Most aligned between voice and movement was Yvonne Meier, who was, as ever, challenging and demanding (“Why is my solo at the end?”) In response to a question about her “messiest” dance, she gave a wonderful description of the piece that she’d performed as part of the 2016 American Realness Festival – a grand, shameless, messy work indeed. Just as Meier uses her weight in performance, her voice was weighted, and unapologetic. She was the opposite of mercurial Eiko, and the shifts of balance in their duet were challenging. When Meier partnered Houston-Jones, they twitched around each other like two difficult siblings in a loving conflict. Ishmael’s comment that “transitions scare me” was especially trenchant as he approached Meier, who pronounced that what she wanted to do was “scare the audience. Grandma scares the audience.”

ach of the duets highlighted relationships between these experienced dancers, even if it was often hard to interpret the connections. In their duets with Eiko, though, what was most evident was simple love. As she called for Brick to join her in their duet, he galloped toward her, lifting her gently over his back. The last duet, between Eiko and Houston-Jones, was the most tender. They whirled around each other as he leaned in and she proffered a tender cheek against his arms and then legs. We happily believed them both, when in answer to the question “Will you ever stop dancing?” the answer was: “When I die.”

At midnight, four hours after the early duet program ended, a small hard-core audience gathered at outside the St. Marks gate. The group was primarily made up of acolytes who had been following Eiko’s solos all month, but also included a few newcomers who were reminders of the uncertainties of entering Eiko’s world for the first time (the awkwardness of where to stand, whether to look into her eyes, whether you really should take the flower she seemed to be offering.)

Our guide slowly walked us around the tall iron fence along Second Avenue, and into the 11th St. side of St. Mark’s – not surprisingly, the final “place” for Eiko’s solo was the church itself. As we glanced to the left on our walk, she had begun her dance in the churchyard, a wraith among the old graves and old trees. In the cold, in her ragged white kimono and geta, she was especially vulnerable and ghostly.

She opened the back door of the church, and led us to the Parish Hall, where her familiar red river of silk cloth cut the room in half. Moving back and forth, skirting the room’s edges, Eiko searched, her arms reached up and her eyes peering and pained, often looking deeply into ours. Then she wriggled between us through the door that led to the sanctuary, which was set with chairs for the Church’s Sunday prayer service, a lectern and low tables also ready. On one of the tables was Eiko’s large water bowl, her own holy chalice. In the back of the room was a large vase of white chrysanthemums. Each of these iconic elements seemed entirely in keeping not only with Eiko’s solo, but also with a service of worship here in St. Mark’s Church. Her movement has been a kind of meditation throughout; here, it found a gentle home.

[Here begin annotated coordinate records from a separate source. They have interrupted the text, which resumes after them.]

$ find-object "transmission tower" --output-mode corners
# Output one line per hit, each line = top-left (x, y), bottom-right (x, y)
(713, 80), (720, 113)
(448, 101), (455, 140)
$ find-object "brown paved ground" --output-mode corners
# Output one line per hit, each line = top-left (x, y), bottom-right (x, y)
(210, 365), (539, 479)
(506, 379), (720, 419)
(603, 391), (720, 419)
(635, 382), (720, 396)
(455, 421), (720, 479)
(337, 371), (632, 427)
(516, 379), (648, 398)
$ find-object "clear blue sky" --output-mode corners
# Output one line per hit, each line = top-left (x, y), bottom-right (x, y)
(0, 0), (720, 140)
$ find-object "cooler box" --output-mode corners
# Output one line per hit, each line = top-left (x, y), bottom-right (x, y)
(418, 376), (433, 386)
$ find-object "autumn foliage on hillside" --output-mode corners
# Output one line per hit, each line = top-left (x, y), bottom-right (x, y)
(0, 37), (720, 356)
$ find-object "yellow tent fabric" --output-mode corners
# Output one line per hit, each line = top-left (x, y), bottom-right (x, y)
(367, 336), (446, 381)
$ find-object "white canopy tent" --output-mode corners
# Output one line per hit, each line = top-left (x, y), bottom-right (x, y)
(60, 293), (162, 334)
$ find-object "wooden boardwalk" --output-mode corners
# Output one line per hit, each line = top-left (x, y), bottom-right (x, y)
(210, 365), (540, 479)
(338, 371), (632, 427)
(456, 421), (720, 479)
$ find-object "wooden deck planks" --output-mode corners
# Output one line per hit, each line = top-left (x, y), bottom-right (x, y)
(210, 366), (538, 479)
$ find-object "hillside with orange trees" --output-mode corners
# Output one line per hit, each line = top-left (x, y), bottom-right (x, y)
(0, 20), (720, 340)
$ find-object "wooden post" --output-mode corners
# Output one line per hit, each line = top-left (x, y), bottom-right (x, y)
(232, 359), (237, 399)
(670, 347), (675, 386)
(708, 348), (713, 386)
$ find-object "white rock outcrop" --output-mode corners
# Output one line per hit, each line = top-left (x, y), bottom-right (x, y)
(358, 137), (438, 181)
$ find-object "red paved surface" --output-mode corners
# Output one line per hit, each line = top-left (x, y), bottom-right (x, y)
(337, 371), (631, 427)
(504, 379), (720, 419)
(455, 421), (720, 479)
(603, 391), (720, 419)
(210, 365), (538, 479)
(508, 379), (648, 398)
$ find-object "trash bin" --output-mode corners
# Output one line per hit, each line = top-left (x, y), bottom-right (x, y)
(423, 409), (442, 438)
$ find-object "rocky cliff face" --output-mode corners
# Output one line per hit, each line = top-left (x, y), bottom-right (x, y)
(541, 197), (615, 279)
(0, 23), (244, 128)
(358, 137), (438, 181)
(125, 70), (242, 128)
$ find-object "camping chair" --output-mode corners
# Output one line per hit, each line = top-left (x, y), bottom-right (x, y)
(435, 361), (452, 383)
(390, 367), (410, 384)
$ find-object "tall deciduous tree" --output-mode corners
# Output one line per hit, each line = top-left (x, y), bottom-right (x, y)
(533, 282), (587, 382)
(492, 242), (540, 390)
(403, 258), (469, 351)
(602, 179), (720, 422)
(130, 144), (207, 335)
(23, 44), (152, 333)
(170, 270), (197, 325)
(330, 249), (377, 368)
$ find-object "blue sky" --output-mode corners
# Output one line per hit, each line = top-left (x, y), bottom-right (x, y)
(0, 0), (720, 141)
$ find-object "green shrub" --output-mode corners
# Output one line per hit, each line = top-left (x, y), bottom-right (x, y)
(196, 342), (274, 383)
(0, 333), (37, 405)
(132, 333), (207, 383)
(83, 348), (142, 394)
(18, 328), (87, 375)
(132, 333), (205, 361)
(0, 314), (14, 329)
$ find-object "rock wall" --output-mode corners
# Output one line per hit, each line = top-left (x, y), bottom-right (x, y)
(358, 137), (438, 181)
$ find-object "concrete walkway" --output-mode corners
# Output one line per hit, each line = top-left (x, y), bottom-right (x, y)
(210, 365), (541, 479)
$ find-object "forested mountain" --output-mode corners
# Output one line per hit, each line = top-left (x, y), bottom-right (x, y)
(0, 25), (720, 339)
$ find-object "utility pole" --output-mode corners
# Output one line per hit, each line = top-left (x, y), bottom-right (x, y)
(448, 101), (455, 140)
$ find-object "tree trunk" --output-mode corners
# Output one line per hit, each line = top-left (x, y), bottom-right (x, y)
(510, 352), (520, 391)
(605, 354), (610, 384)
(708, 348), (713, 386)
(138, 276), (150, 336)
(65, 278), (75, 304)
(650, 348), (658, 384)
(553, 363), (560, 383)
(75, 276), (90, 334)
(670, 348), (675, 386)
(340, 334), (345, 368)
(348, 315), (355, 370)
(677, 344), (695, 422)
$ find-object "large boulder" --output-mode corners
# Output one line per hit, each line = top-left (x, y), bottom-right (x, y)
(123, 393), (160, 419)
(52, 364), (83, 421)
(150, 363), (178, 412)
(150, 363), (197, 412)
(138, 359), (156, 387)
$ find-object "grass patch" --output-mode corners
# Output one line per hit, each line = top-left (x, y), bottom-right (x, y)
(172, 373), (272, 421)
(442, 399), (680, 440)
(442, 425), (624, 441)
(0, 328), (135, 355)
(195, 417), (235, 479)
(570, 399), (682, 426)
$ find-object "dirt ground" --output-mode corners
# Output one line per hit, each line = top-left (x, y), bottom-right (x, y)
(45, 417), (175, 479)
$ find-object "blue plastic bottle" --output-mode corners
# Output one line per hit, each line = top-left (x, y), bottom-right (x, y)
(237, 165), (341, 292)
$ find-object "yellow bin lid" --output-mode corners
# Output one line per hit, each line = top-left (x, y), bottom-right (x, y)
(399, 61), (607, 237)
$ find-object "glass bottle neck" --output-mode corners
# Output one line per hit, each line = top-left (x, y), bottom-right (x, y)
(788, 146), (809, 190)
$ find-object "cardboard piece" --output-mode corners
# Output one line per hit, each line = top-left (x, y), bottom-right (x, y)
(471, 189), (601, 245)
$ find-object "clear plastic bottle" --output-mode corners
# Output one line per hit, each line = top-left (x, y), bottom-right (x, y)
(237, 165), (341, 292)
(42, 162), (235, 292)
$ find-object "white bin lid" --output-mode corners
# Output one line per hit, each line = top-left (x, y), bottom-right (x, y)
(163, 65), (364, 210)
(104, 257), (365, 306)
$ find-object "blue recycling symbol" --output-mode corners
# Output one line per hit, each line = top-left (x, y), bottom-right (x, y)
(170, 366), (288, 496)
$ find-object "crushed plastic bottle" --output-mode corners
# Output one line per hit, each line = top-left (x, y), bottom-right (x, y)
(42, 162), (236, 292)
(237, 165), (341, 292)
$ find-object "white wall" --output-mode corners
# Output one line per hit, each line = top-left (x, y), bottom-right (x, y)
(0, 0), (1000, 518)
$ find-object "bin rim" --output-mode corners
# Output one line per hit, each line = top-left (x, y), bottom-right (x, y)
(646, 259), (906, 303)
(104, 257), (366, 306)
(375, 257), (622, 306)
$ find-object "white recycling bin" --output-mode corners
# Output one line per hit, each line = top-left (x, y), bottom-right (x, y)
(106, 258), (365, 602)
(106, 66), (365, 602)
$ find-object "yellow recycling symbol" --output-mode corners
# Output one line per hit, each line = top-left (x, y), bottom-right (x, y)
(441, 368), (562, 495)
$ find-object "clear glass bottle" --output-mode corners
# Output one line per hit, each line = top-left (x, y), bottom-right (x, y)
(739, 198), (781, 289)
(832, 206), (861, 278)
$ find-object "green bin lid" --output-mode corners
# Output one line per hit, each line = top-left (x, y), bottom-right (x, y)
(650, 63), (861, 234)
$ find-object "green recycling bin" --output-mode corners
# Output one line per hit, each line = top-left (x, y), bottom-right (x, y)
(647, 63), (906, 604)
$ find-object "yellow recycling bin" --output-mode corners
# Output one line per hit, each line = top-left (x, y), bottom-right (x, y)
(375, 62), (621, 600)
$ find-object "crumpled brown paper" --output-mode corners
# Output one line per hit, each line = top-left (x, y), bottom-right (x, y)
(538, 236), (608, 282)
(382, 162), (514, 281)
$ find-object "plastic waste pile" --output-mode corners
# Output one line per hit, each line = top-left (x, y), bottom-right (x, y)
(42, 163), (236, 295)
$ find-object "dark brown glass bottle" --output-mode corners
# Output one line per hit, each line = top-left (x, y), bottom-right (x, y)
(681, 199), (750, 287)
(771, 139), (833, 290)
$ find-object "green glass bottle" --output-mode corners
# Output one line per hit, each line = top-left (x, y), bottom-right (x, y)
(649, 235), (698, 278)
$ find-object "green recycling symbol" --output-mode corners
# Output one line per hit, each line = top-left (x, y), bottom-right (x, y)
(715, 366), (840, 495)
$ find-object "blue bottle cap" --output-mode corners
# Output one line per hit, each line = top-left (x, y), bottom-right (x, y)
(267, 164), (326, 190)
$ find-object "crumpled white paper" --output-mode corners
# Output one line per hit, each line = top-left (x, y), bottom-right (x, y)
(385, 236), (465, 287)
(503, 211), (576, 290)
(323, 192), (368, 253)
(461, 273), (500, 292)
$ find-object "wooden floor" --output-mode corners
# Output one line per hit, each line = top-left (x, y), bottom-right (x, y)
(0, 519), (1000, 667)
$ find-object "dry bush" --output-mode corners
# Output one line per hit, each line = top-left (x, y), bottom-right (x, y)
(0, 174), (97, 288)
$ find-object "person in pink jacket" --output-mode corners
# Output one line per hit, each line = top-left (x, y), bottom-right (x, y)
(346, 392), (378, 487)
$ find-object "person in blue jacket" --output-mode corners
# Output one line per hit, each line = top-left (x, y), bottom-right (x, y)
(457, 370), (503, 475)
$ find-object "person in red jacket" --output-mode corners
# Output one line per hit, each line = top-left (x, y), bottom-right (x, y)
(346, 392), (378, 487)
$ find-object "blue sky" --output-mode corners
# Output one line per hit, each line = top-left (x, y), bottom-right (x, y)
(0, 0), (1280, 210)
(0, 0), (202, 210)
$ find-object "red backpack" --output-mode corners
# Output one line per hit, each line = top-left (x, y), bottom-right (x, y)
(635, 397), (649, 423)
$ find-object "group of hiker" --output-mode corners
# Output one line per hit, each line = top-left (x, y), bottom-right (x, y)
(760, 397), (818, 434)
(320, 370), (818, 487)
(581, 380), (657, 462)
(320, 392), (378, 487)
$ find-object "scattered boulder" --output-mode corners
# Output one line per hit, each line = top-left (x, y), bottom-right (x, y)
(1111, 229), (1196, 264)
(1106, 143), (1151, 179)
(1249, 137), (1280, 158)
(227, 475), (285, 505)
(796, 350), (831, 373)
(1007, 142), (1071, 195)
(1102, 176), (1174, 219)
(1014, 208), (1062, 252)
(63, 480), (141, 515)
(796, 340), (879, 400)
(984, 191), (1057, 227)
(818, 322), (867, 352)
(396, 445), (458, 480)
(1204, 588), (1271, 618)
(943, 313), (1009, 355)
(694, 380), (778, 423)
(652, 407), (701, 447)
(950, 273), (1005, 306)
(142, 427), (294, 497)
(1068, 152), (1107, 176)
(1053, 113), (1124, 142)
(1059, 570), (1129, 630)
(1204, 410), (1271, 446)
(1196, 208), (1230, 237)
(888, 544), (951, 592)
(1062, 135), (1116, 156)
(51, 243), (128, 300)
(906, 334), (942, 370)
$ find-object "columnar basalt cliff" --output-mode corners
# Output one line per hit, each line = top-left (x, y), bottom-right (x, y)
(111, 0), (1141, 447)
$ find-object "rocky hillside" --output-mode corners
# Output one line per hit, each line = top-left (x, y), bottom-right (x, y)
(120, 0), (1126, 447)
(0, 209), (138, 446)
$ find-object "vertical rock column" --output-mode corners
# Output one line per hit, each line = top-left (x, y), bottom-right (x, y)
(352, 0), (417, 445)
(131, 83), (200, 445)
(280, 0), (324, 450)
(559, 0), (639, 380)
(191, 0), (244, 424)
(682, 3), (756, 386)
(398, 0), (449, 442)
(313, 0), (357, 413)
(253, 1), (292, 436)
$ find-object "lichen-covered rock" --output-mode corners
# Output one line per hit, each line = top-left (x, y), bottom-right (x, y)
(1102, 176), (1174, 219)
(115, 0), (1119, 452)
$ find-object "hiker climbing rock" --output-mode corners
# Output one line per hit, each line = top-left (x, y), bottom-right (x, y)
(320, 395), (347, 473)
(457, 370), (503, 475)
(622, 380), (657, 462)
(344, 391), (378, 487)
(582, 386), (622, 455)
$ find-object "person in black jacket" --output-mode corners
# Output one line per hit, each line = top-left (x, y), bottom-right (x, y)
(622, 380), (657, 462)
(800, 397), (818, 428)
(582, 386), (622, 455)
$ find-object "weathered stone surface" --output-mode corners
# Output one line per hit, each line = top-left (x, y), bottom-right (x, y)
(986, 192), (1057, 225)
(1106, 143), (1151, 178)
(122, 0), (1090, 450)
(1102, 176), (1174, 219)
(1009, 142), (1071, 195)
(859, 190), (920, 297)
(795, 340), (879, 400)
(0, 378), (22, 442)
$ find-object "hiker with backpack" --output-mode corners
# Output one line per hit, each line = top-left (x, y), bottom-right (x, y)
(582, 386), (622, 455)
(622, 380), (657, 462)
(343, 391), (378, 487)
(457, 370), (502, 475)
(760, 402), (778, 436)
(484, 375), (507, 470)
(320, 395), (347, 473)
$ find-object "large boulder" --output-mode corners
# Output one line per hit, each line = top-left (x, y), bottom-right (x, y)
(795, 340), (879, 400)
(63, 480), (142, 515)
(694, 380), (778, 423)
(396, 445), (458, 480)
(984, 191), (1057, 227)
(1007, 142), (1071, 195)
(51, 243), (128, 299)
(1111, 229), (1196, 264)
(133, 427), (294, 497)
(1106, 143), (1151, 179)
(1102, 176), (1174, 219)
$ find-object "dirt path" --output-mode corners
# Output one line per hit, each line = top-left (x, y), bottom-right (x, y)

We followed her now familiar wandering, filled with pauses, huddling and moaning. She took the large sheaf of flowers, and frantically pulled the petals off with her mouth, spewing them around the floor of the Church’s entryway, and making a final offering of flowers to a few in the audience. As she ended the dance – and this long series -- Eiko faced the front door of St. Mark’s Church, paused, and bowed deeply, murmuring a soft “Thank you.” Among her many lessons, here she was, graciously teaching us how to say goodbye.